障害者
障害を持つ人々はしばしば社会の主流からはずされる。差別はさまざまな形態をとり、教育の機会を奪うような不公平な差別からもっと巧妙な差別、物理的、社会的障害を設けることによって隔離や孤立を図ることまでさまざまである。社会もまた損害をこうむる。障害を持つ人々の膨大な能力を失うことになり、それは人類を貧しくする。障害についての認識や概念を変えることは、社会のあらゆるレベルでの価値観を変え、理解を深めることを意味する。国連はその創設以来、障害を持つ人々の地位向上を目指し、彼らの生活を改善することに努めてきた。そうした人々の福祉と権利に対する国連の関心は、すべての人間の人権、基本的自由、平等に基づく国連創設の原則に由来するものである。

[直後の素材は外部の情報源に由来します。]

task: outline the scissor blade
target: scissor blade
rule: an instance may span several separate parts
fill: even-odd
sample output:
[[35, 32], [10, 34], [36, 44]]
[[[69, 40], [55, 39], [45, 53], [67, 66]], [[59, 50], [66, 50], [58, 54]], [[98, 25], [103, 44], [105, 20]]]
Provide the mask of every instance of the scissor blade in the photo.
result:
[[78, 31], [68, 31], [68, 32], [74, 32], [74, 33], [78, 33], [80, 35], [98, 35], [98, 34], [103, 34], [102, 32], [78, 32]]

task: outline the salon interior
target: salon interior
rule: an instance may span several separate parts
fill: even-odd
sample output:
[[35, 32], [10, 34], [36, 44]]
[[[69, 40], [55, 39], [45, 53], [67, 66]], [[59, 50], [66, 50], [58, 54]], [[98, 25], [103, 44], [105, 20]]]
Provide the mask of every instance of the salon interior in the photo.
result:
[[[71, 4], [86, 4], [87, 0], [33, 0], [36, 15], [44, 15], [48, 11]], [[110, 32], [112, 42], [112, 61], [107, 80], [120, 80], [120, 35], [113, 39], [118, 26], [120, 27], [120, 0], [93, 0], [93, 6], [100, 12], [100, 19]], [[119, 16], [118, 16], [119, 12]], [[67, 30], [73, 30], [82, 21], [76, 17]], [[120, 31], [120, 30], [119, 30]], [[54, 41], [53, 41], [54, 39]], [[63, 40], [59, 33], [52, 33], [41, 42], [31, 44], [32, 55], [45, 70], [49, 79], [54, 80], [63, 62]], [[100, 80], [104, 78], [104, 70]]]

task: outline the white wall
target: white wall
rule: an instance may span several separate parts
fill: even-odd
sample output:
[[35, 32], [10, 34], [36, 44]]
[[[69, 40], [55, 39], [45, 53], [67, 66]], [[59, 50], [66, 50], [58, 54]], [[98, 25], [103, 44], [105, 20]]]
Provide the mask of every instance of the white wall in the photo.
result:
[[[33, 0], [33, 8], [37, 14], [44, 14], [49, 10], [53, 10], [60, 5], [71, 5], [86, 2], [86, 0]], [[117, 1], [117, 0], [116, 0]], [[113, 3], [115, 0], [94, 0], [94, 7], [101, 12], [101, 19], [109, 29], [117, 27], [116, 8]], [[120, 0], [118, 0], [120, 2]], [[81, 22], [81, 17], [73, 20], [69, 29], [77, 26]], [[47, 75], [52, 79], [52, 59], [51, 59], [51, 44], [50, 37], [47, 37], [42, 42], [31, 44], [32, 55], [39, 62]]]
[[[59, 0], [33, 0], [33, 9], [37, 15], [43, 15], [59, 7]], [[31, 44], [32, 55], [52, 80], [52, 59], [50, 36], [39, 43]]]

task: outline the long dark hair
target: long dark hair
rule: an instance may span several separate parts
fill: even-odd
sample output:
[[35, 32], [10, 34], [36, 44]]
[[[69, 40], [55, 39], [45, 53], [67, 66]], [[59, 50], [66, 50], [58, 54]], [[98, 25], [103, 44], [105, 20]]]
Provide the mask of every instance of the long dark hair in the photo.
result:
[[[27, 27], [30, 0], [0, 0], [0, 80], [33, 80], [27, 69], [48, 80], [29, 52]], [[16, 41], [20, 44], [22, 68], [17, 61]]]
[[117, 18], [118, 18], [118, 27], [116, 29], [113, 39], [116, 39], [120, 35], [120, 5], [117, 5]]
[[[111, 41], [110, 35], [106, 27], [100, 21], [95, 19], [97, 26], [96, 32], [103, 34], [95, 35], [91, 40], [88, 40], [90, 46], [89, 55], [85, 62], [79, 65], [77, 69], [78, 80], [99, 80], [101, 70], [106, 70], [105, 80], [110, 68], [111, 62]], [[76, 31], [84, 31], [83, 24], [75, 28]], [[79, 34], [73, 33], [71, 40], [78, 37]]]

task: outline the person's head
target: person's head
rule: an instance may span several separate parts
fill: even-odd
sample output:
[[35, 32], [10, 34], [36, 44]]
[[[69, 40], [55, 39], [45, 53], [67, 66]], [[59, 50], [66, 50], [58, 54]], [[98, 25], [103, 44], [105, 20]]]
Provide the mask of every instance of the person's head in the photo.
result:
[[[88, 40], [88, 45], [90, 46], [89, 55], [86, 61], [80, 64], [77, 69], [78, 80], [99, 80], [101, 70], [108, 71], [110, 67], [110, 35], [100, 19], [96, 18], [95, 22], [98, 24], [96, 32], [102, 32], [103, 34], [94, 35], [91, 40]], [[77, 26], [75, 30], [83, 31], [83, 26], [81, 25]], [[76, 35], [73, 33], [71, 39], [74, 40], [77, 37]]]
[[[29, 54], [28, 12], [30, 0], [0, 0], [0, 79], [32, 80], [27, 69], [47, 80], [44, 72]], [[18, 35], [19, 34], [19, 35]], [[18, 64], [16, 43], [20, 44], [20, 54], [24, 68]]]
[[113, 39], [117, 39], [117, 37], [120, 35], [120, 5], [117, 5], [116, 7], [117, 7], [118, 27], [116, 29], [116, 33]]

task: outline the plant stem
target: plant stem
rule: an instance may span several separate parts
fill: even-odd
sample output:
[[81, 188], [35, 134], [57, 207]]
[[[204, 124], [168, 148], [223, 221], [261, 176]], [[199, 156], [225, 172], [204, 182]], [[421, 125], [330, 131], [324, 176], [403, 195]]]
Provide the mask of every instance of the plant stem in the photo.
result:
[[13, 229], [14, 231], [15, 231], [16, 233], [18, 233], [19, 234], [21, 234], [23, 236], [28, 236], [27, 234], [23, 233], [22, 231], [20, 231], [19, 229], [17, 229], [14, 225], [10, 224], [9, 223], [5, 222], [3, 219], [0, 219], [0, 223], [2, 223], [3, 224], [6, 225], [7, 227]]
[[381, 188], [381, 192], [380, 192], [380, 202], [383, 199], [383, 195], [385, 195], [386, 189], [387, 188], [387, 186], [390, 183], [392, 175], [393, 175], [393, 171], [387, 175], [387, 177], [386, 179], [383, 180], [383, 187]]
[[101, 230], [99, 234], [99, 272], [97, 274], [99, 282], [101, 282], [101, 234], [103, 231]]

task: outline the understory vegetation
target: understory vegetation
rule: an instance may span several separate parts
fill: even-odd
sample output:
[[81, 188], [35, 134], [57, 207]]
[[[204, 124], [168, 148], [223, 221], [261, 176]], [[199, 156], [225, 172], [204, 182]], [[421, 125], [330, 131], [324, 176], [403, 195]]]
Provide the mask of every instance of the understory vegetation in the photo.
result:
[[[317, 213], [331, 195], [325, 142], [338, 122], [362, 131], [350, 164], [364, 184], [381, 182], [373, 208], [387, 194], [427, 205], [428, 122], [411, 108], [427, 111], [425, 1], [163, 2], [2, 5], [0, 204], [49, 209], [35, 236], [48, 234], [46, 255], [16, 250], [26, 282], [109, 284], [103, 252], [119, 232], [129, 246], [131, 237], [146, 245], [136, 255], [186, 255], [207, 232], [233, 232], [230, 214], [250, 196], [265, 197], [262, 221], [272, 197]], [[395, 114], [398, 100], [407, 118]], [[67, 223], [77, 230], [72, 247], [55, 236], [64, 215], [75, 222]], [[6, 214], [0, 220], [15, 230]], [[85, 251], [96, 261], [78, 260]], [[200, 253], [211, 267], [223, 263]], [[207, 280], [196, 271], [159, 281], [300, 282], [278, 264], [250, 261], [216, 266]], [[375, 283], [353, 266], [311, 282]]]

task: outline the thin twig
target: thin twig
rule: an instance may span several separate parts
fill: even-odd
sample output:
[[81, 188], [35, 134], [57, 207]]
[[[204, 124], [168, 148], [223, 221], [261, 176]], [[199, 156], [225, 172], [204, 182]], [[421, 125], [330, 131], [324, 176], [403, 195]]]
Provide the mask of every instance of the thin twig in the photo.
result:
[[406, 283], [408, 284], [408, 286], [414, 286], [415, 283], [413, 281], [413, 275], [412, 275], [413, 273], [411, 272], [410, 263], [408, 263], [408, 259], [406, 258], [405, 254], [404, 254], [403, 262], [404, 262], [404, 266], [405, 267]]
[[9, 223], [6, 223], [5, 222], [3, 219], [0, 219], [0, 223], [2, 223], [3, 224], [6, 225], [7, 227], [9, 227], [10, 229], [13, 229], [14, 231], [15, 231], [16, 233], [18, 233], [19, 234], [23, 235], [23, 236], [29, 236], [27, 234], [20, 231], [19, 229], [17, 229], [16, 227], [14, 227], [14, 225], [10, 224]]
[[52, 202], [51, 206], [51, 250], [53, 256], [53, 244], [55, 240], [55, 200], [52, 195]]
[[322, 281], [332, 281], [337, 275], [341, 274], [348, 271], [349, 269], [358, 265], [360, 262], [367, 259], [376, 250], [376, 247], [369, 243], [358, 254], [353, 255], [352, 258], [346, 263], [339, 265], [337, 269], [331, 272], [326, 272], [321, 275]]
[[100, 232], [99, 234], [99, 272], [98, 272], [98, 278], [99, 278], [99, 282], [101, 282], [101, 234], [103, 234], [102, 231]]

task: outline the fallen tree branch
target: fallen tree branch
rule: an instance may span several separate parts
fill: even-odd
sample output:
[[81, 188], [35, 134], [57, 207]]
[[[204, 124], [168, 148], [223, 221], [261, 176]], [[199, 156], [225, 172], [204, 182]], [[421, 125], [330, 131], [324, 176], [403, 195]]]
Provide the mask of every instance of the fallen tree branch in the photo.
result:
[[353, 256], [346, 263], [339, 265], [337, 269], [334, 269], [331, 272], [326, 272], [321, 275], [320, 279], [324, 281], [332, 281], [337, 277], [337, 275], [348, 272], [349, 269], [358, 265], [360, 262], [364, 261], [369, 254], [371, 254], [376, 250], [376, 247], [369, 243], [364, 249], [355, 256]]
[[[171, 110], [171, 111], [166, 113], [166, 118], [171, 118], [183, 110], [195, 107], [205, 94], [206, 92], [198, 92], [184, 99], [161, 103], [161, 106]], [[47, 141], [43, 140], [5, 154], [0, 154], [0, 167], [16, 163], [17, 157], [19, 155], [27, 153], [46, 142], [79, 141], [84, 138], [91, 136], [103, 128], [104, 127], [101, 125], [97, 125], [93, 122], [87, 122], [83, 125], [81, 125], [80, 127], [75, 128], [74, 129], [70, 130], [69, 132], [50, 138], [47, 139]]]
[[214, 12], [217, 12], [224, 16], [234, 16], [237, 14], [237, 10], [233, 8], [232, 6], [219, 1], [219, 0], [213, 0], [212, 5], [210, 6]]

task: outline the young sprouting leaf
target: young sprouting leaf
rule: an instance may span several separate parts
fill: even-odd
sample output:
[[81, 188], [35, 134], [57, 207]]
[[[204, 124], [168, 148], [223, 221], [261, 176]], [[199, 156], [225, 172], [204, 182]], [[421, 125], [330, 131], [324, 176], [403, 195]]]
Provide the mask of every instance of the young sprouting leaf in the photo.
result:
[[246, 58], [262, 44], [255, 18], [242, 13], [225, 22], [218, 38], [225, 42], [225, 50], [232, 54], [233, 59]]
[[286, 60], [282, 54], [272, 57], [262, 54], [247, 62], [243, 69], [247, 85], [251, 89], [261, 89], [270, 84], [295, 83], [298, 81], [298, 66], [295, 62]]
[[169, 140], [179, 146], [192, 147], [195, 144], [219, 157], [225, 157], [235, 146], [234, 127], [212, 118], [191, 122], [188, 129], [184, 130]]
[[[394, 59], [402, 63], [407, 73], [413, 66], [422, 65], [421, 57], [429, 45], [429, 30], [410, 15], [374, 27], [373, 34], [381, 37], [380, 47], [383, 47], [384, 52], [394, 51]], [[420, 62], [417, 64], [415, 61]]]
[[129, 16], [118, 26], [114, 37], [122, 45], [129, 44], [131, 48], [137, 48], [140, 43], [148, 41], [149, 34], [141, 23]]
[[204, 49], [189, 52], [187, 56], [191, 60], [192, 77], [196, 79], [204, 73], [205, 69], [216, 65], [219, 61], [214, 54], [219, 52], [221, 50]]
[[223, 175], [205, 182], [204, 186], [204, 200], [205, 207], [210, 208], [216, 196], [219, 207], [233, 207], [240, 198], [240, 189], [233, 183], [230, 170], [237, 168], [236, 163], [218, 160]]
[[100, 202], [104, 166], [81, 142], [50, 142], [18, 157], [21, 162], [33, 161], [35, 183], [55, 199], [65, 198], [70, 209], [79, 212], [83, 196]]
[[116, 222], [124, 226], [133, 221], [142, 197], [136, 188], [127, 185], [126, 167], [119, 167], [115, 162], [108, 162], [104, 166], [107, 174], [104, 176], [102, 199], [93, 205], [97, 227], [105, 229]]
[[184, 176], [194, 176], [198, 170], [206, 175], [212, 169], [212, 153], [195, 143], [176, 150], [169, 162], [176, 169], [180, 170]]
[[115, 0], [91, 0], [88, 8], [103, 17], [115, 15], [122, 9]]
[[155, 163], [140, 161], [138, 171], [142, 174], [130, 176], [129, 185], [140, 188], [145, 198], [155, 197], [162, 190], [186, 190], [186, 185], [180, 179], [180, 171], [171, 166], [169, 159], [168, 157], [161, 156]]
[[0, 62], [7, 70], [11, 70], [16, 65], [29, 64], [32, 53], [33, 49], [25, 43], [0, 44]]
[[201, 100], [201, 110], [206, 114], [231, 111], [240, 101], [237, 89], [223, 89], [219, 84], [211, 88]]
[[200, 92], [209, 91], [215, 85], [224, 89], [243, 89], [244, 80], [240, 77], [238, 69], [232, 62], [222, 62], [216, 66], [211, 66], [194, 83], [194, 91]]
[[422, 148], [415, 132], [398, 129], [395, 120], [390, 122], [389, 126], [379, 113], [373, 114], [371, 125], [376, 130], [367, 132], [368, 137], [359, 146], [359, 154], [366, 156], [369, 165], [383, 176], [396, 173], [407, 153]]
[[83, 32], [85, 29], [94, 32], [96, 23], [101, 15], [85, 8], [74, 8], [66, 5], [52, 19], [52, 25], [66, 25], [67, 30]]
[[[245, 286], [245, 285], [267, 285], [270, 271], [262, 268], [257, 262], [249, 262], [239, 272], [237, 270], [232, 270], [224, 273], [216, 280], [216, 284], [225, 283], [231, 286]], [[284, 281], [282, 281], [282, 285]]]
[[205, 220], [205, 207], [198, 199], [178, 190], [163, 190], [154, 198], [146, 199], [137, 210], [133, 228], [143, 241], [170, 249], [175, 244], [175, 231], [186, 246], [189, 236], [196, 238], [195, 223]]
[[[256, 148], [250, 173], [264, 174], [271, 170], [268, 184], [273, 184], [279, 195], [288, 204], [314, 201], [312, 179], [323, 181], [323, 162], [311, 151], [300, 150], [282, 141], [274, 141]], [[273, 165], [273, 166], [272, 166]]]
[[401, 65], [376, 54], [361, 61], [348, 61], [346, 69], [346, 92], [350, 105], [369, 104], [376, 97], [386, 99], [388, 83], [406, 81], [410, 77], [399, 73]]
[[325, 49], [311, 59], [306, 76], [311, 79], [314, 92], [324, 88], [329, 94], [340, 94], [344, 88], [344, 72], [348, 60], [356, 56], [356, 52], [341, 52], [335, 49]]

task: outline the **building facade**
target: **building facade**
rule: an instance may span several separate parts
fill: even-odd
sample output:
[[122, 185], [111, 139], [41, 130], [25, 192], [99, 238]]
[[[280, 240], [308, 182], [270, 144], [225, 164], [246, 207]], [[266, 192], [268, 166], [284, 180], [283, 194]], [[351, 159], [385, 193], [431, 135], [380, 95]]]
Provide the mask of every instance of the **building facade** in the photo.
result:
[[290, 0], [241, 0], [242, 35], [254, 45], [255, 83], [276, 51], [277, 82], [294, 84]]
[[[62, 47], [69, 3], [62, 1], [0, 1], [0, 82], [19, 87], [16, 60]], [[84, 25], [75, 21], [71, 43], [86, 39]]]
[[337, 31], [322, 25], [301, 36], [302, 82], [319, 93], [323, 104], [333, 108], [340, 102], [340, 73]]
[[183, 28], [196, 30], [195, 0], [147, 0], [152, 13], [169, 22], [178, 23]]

障害者の平等な機会、処遇、サービスへのアクセスを求めて行った30年に及ぶ権利の擁護と標準設定の努力に続き、総会は2006年、「障害者の権利に関する条約(Convention on the Rights of Persons with Disabilities)」とその「選択議定書(Optional Protocol)」を採択した。条約は、2008年に発効し、障害を持つすべての人々に適用されるあらゆるカテゴリーの人権や基本的自由を成文化している。条約は以下の原則に基づいている。固有の尊厳と個人の自立を尊重すること、差別されないこと、社会に完全かつ効果的に参加し、同時に社会に受け入れられること、人間の多様性の一部として障害者の差異を尊重し、かつ障害者を受け入れること、機会の均等、施設およびサービスの利用を可能にすること、男女の平等、障害のある児童の発達しつつある能力を尊重し、またそのアイデンティティを保持する権利を尊重すること、である。条約はとくに、権利が侵害されてきた領域、保護が強化されなければならない領域、そうした人が権利を行使できるようにするために適応が必要な領域に焦点を当てている。条約は、担当部局や独立監視機構などを通して条約の実施を監視するよう加入国に要請している。
「障害者の権利委員会(Committee on the Rights of Persons with Disabilities)」は、18人の専門家で構成され、条約の実施を監視する。条約の「選択議定書」の下に、締約国は、締約国による条約違反の犠牲者であると主張する個人からの苦情を審議する委員会の権限を認めている。障害者の視点や権利、ニーズを主流化するという標準フレームワークや国際のコミットメントは、2015年の「2030アジェンダ」と2013年に開催された総会の障害と開発に関するハイレベル会議の成果によってさらに強化された。国連システムの中にあっては、DESAが障害者に関するフォーカルポイント(www.un.org/disabilities)となり、また条約の締約国会議の事務局を務める。